Datasets: [data request] Mozilla Common Voice

Created on 1 Mar 2019 · 7Comments · Source: tensorflow/datasets

Name of dataset: Common Voice
URL of dataset: https://voice.mozilla.org/en/datasets
License of dataset: Creative Commons Attribution Share-Alike 3.0 Unported license
Short description of dataset and use case(s): open source, multi-language dataset of voices that anyone can use to train speech-enabled applications.

Folks who would also like to see this dataset in tensorflow/datasets, please +1/thumbs-up so the developers can know which requests to prioritize.

dataset request

Source

rsepassi

👍8 🎉3 ❤2

Most helpful comment

@rsepassi @cyfra @Conchylicultor Please Take a Look. I've added heavy configuration to support all the available languages, as asked by @rsepassi.

captain-pool on 8 Mar 2019

🎉1 😄1 👍1

All 7 comments

Hey @rsepassi , I'ld like to work on this issue. Can you assign me for this? Thank You.

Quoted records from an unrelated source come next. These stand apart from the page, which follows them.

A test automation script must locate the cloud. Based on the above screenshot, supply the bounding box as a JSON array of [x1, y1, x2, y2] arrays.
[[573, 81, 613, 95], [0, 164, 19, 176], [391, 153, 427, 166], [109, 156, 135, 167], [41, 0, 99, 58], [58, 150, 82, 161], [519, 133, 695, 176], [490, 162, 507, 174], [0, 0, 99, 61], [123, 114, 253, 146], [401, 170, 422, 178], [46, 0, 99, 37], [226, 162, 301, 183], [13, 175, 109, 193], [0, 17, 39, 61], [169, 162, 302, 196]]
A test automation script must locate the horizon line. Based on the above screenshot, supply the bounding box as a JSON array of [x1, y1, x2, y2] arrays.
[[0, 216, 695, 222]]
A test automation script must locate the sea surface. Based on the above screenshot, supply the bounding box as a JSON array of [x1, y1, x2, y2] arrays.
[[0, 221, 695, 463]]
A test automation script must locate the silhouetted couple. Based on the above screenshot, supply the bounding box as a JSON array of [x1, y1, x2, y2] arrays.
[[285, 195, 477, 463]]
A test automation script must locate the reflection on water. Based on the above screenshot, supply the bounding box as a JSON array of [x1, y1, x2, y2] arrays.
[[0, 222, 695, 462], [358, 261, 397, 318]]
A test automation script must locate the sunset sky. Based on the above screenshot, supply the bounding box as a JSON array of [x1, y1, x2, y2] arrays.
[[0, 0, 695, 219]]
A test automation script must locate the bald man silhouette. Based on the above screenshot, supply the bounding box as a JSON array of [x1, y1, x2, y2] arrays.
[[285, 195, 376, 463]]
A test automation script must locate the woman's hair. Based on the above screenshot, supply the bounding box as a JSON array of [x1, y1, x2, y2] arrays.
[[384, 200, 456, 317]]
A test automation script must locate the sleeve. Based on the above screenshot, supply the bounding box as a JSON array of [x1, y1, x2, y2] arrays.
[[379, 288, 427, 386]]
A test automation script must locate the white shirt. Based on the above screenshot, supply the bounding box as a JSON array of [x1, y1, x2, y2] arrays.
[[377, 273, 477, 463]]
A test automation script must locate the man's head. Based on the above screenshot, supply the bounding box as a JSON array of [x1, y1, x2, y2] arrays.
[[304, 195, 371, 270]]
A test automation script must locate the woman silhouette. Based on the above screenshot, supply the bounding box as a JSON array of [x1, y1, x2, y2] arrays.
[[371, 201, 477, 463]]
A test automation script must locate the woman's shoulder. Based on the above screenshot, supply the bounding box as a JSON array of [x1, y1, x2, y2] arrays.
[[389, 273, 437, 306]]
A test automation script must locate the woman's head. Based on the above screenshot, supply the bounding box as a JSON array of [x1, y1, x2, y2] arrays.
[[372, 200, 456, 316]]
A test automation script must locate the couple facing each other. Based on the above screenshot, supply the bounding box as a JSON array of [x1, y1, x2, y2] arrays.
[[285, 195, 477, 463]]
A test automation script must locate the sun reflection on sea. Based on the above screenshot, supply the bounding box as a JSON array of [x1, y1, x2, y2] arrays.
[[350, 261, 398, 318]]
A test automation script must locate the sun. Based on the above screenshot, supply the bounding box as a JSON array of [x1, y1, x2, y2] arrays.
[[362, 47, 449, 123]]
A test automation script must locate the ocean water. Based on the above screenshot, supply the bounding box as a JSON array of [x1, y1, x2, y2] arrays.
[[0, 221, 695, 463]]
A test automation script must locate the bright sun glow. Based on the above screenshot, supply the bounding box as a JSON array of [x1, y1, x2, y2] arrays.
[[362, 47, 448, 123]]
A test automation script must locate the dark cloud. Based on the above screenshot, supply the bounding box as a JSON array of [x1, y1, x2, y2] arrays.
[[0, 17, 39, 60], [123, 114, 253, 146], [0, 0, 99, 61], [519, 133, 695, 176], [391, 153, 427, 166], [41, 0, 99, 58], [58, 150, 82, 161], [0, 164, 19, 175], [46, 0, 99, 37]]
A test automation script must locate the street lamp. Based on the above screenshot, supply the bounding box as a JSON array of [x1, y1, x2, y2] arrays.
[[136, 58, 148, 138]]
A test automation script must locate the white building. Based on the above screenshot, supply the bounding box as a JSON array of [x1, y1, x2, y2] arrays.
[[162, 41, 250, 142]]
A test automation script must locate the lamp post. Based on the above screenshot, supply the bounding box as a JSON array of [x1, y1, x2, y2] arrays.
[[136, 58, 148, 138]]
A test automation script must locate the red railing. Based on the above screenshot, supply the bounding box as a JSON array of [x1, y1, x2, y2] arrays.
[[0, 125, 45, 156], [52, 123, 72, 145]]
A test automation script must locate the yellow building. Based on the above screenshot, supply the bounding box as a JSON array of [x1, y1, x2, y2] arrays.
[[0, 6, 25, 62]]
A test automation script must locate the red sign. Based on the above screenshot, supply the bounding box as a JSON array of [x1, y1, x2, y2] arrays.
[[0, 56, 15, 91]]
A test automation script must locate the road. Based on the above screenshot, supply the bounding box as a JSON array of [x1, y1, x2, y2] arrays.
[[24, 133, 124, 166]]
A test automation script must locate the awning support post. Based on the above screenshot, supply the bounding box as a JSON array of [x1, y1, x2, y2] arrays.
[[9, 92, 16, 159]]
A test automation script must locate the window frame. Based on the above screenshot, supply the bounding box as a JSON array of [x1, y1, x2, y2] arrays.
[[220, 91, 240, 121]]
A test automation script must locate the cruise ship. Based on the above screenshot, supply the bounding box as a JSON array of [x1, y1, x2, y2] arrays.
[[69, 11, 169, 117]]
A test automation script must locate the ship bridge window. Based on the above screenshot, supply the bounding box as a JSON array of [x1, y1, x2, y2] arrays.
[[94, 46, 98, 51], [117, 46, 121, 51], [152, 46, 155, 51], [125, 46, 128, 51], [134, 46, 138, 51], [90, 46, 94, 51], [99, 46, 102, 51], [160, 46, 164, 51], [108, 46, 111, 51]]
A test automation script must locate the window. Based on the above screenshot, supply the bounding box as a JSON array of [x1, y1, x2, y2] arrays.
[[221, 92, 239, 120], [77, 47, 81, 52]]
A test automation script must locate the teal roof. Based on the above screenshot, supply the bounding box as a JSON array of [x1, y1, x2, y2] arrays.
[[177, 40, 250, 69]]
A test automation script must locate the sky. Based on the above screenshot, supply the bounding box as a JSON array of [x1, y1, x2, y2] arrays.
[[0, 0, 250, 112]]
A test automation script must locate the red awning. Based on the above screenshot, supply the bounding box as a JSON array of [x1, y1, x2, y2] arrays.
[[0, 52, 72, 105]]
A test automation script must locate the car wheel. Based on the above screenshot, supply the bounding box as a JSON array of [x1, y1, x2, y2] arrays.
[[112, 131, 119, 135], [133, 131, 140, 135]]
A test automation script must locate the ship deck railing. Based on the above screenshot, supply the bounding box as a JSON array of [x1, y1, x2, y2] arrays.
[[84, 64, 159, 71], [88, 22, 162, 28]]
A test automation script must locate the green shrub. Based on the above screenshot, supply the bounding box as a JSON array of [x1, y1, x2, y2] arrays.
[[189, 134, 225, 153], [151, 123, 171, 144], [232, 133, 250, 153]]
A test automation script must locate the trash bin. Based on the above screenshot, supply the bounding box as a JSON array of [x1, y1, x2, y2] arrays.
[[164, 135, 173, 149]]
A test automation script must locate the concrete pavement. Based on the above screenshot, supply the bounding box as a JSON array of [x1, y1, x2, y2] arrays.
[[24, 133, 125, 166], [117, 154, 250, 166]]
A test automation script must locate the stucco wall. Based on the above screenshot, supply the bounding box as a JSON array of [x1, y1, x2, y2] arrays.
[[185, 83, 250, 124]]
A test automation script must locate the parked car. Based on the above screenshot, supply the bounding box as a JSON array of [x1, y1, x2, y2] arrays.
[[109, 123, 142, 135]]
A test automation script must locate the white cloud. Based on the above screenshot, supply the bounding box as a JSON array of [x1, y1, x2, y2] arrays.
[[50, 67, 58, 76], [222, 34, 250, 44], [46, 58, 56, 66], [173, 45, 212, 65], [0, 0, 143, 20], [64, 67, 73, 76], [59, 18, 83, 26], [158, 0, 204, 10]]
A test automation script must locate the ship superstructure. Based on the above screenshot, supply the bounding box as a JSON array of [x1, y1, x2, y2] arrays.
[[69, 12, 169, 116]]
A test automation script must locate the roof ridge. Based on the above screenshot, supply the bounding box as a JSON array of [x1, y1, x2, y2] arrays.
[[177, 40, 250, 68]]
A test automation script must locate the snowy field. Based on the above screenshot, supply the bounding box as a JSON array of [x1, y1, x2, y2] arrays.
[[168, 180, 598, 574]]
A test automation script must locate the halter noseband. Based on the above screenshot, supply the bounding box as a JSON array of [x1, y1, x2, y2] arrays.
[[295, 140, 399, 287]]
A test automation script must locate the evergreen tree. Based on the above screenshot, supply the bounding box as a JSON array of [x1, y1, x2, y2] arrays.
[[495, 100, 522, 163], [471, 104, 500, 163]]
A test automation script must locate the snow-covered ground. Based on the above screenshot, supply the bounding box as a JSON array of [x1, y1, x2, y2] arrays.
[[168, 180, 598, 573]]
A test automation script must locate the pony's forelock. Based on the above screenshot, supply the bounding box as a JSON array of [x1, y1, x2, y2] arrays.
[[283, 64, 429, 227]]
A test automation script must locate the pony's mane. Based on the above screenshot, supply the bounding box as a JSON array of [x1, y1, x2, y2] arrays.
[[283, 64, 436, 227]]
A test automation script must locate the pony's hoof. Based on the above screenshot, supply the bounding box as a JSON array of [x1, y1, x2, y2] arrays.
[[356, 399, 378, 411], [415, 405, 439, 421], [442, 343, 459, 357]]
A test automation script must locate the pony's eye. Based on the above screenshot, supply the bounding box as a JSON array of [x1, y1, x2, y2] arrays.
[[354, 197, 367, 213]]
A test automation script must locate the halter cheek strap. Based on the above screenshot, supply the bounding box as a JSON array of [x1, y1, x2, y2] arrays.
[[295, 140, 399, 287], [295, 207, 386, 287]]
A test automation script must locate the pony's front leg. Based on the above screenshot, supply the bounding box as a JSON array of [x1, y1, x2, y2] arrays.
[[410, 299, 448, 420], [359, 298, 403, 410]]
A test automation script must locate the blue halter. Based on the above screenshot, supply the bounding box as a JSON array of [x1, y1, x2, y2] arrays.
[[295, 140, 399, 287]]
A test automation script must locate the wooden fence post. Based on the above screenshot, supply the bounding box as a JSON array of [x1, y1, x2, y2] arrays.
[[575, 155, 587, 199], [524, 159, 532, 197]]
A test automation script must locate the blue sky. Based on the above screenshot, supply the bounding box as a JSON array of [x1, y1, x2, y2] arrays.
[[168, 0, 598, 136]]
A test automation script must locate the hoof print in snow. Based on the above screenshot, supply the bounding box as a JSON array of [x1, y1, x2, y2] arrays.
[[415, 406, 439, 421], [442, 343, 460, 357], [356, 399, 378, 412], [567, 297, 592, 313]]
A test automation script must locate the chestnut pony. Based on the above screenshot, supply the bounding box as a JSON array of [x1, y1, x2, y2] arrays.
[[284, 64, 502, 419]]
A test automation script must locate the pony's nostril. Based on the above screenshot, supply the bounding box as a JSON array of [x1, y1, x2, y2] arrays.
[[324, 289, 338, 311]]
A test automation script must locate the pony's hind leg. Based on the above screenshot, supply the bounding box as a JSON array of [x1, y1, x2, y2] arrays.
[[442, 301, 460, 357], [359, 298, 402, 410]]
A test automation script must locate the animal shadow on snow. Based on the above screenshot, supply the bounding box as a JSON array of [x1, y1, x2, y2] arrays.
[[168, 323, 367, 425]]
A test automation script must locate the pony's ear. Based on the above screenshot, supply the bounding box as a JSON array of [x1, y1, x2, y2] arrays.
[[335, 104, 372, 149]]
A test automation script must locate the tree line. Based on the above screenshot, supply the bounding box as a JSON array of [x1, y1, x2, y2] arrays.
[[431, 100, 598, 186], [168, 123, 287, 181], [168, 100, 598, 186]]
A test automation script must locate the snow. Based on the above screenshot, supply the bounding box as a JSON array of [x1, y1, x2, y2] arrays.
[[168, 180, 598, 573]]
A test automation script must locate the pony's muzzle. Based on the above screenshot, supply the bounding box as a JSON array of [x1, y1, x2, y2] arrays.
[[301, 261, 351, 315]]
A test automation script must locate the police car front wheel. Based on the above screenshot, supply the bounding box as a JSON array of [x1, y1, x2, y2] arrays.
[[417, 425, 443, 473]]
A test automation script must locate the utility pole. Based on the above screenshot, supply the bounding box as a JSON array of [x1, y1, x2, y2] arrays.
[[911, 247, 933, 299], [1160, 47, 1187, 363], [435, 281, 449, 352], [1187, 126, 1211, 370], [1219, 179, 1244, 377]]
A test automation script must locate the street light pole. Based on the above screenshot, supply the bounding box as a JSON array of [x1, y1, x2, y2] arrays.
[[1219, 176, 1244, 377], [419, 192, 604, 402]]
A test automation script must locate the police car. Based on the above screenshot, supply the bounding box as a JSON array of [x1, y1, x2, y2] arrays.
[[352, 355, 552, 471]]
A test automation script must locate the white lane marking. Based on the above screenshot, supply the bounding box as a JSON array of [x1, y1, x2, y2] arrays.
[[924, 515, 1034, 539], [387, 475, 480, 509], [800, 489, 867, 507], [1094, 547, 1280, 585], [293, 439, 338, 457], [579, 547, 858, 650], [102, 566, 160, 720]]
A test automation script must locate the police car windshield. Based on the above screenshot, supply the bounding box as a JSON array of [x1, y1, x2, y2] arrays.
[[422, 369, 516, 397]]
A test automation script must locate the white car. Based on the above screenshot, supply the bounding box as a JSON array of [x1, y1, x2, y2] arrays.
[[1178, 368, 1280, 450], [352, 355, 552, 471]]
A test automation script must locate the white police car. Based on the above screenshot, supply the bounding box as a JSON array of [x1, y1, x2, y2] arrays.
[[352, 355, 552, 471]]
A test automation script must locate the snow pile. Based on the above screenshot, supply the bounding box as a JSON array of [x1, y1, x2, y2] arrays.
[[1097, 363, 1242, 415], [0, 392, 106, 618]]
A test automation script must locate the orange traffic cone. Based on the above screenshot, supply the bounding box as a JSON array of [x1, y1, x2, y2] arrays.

captain-pool on 1 Mar 2019

👍1

@captain-pool - please accept the collaborator invite.

cyfra on 1 Mar 2019

@rsepassi , @cyfra, The Mozilla Voice Dataset is having train.tsv, test.tsv and validation.tsv files which points to a set of mp3 files placed in a folder. If I try to read the tsv files using tf.data.TextLineDataset, and try to segregate the training and testing files, for returning through SplitGenerator, I need to iterate over the entries of the tsv files, which will depend on the default graph, provided eager execution is not enabled. In such case, to get the exact entries, we need to go for a sess.run().
So, can I use pandas to read the tsv files instead of using tensorflow library functions?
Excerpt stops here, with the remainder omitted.